Alessandro Guercini (chitarre): “Mi ritrovo molto nei giri di accordi dei pezzi che cercano ad un certo punto di aprirsi melodicamente però magari lo fanno in maniera non così ampia veramente, come nel ritornello di ‘Stupida canzone’, ‘Rave’ o ‘Come un animale’. In questo mi ci ritrovo perché io sono una persona abbastanza timida e chiusa anche se a volte provo ad aprirmi. Rivedo un po’ questo aspetto della mia persona in questi pezzi”.
Jacopo Gigliotti (basso): “C’è una cosa di cui sono orgoglioso: dopo tanti anni sono riuscito a infilare un pezzo di contrabbasso in un pezzo, in particolare nella parte finale di ‘È già domani’”.

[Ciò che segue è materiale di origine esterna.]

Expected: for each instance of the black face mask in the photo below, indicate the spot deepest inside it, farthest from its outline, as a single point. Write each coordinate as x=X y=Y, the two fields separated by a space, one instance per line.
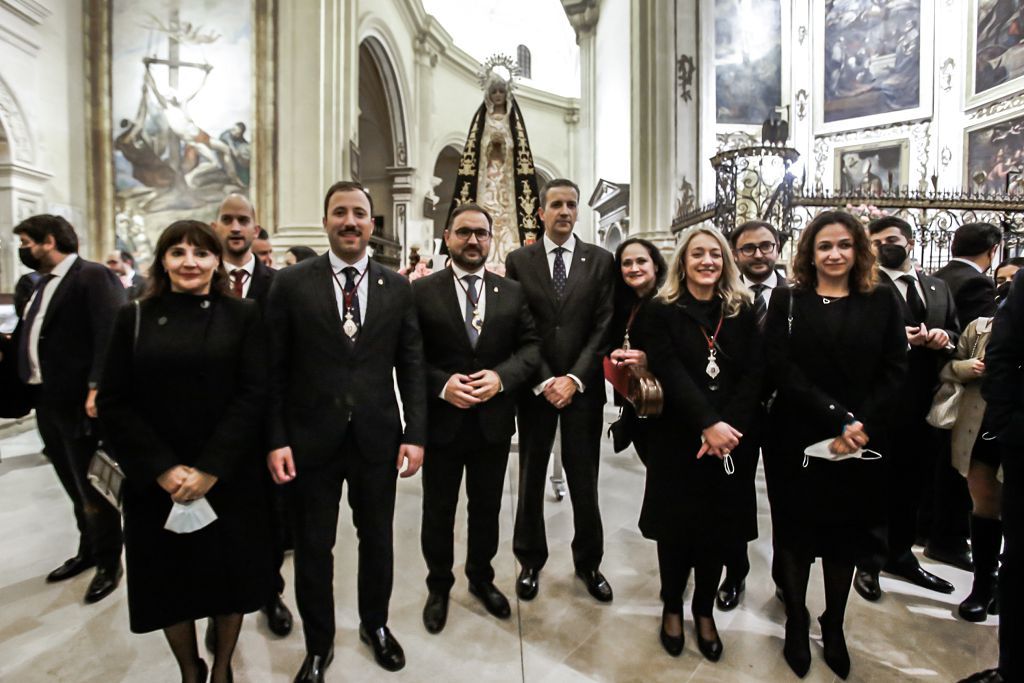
x=892 y=256
x=30 y=261
x=1003 y=291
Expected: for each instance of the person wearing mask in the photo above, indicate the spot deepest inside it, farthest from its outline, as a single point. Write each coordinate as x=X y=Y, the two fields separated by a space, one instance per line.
x=836 y=346
x=480 y=347
x=60 y=345
x=699 y=503
x=642 y=271
x=199 y=355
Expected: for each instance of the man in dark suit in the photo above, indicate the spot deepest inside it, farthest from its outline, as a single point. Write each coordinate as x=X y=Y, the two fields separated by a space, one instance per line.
x=480 y=347
x=974 y=249
x=932 y=331
x=341 y=326
x=60 y=344
x=1004 y=392
x=756 y=247
x=568 y=285
x=249 y=279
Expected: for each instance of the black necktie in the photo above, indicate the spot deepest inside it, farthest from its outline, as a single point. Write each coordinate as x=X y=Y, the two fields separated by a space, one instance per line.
x=24 y=363
x=471 y=310
x=558 y=275
x=918 y=309
x=760 y=307
x=353 y=303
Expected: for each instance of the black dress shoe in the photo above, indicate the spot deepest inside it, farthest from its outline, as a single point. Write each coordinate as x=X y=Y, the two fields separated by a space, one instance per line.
x=493 y=599
x=919 y=577
x=279 y=616
x=866 y=585
x=527 y=584
x=960 y=558
x=729 y=593
x=837 y=655
x=387 y=651
x=435 y=611
x=103 y=583
x=712 y=649
x=987 y=676
x=597 y=585
x=72 y=567
x=672 y=644
x=313 y=667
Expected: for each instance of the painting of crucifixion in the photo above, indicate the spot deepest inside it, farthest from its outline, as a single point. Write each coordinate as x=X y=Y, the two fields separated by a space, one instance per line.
x=181 y=112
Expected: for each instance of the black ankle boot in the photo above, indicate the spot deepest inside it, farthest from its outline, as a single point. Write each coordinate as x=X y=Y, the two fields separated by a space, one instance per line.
x=986 y=537
x=837 y=655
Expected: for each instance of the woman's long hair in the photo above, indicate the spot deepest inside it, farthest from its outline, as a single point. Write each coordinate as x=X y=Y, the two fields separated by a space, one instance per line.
x=863 y=275
x=192 y=232
x=728 y=287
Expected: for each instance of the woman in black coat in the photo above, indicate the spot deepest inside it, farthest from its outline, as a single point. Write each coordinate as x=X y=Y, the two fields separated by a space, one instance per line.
x=704 y=346
x=642 y=270
x=837 y=357
x=182 y=406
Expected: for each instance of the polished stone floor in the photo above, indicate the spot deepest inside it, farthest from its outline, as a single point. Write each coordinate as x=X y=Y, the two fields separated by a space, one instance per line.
x=48 y=634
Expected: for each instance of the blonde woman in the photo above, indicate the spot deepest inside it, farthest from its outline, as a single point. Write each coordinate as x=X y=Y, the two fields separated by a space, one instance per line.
x=705 y=348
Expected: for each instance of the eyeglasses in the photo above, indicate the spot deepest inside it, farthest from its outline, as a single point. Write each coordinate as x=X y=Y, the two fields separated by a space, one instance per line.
x=465 y=233
x=765 y=248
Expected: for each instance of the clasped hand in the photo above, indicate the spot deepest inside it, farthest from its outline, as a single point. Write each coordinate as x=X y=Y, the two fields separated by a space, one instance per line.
x=720 y=439
x=468 y=390
x=185 y=483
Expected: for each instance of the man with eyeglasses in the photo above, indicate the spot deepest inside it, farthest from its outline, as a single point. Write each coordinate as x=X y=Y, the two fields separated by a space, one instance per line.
x=756 y=247
x=480 y=347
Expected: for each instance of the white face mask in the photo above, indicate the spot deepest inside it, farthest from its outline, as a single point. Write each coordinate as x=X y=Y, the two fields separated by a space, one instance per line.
x=820 y=450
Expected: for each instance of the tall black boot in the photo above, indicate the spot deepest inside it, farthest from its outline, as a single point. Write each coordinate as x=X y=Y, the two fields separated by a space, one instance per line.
x=986 y=539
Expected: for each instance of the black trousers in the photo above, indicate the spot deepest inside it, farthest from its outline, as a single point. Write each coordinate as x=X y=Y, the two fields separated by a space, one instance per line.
x=1012 y=571
x=64 y=429
x=484 y=465
x=581 y=422
x=314 y=497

Aimone Romizi: “Alla fine ognuno di noi instaura con la singola traccia un legame che è sempre profondissimo”.
La copertina è bellissima, mi raccontate il dietro le quinte?
“Dura praticamente una mattina e un pomeriggio. È un quadro di un metro e mezzo per un metro e mezzo, una tela proprio dipinta dove noi ci siamo messi in posa per poterla realizzare. Siamo andati lì, ci siam seduti e siam rimasti lì per parecchio tempo, per poi alla fine sviluppare il resto. È interessante perché non è soltanto un progetto grafico, è qualcosa di concreto. Questa tela adesso noi ce l’abbiamo in sala prove, è un qualcosa che rimarrà a noi. Il senso è stato proprio questo: di riuscire a rendere concreto qualcosa che di parvenza è onirico, mentale, astratto come la musica. Quindi noi seduti su questa panchina e di fronte a noi un artista che è Alessandro Cardinali che ci dipingeva”.
Ne farete delle litografie numerate?
“Ha dimensioni davvero grandi per una cosa del genere. Per ora nel vinile deluxe abbiamo sviluppato da questa tela un progetto grafico: 12 tavole, una per ogni singolo pezzo, che dietro riporta una citazione del brano stesso”.